In any educational curricula, physics subjects introduce students with the concept of

interrelationships between theory and the physical world: International Baccalaureate (IB),

for example, is calculation intensive. Students are required to solve problems through

manipulation of physical formulas. Oftentimes, however, students encounter confusions in

terms of physical meanings of the formula, leading to miscalculations of the problems. PhET

is an effective way to visualize the relationship between formula and its physical meaning.

This assignment focuses on projectile motion as an example used in IB taught in tenth grade.

Methods to use PhET

Please note that three methods presented below are independent of each other.

1. Verify the relevance of equation of motion to our physical world

a. Instructors provide students with some problems on projectile motion that can

be solved with formulas learned in class.

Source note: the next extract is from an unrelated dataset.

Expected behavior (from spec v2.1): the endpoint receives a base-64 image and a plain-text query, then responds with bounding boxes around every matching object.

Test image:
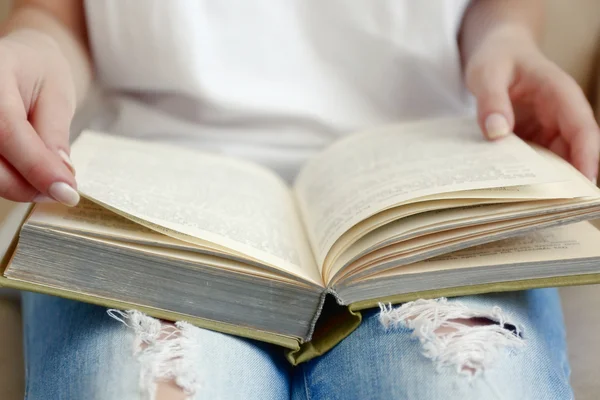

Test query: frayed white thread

b. After students attempted to solve the problems, let them go to PhET, adjust the

variables that were specified in the problem and compare the result of

simulation with their own answer. Students can put practical meaning on their

calculations.
2. Conducting research

a. Individual students or a group of students are asked to verbally explain the

relationship between the launch angle and the horizontal displacement of the

ball landing on the ground by conducting simulation on PhET.

b. Students can create graphs to show the relationship between the launch angle

and the resulting displacement they observed through simulation. This method

helps the visual learners to visually understand the problem presented.

c. Students are then asked to support their observations using formulas. This

emphasizes the concept of physics that physical phenomena is predictable by

equations.

Connecting to our Coursework

In terms of the SAMR model, method 1 and 2 presented above represents the

substitution level. They use PhET as a direct substitution of traditional physical experiments

to simulation. However, this substitution is relevant to the enhancement of students’ learning,

as it allows all students to practice experiments with their own speed and it eliminates the

preparation cost and time required to do the experiment, so the students are able to freely set

various conditions to conduct the experiments: which of these are impossible in traditional

experiments.

In the context of Bloom’s taxonomy, the second method presented above especially

represents the top-down approach to the model. Students would create and plan the

experiment, analyze the result through putting the data on the spreadsheet, and through the

process, their understanding of the phenomena is being enforced, consequently helping them

to remember the physical meaning of the formula they used to explain the phenomena.